Such protocol uses XML, with embedded schema definitions…yadi-yada.
Pretty much the full boatload of XML.

Our implementation runs on the full blown .Net Framework on a PC /Server, etc.
.net MicroFramework did not have the XML capabilities required to make such work, without wonky roll-your-own code.

Can, will, tinyCLR be able to incorporate a substantial portion of .Net Framework XML libraries…someday.?

Yes, json and better bson would be preferred, yet we have to access services built upon such XML protocol. No way around such.

Here is a link to the OpenADR 2.0b protocol…if of any interest.
https://www.openadr.org/specification

TinyCLR is not a full framework replacement, but it is better than the full framework, at hardware and IoT tasks. We keep adding to it and Keep on pushing the limits, but we always have to be careful not to bloat a system that is meant to run on small devices.

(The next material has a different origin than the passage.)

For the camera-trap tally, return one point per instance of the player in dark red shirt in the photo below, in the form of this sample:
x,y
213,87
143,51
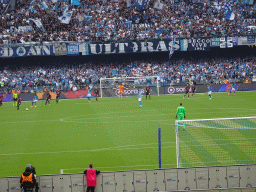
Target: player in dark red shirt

And as an added bonus, all TinyCLR libraries are open source. Martin generously contributed the json library for example. And we welcome any similar, commercially viable, contributions.

10-4

Understand the bloat and all, and agree keep the focus on the tiny.

Yes, for hardware and IoT tasks…not even a question as to the ability of tinyCLR and associated hardware to bend the traditional development curve.

Being able to build / code edge IoT devices, server middleware, web (Laptop / Mobile), Machine Learning, AI…all within, essentially, the same development environment

…Absolutely Fabulous.!!!

1 Like

I have a fairly complex json string that I can successfully parse under preview 3 but when I move the code to preview 4 I’m getting an unhandled null reference exception. I have narrowed the issue down to creating the instance with a custom array object ( daily[] ) in the root of the object, the name and length properties are null, and -1 no matter what I try. If I use a native type (string[]) it initialized as expected.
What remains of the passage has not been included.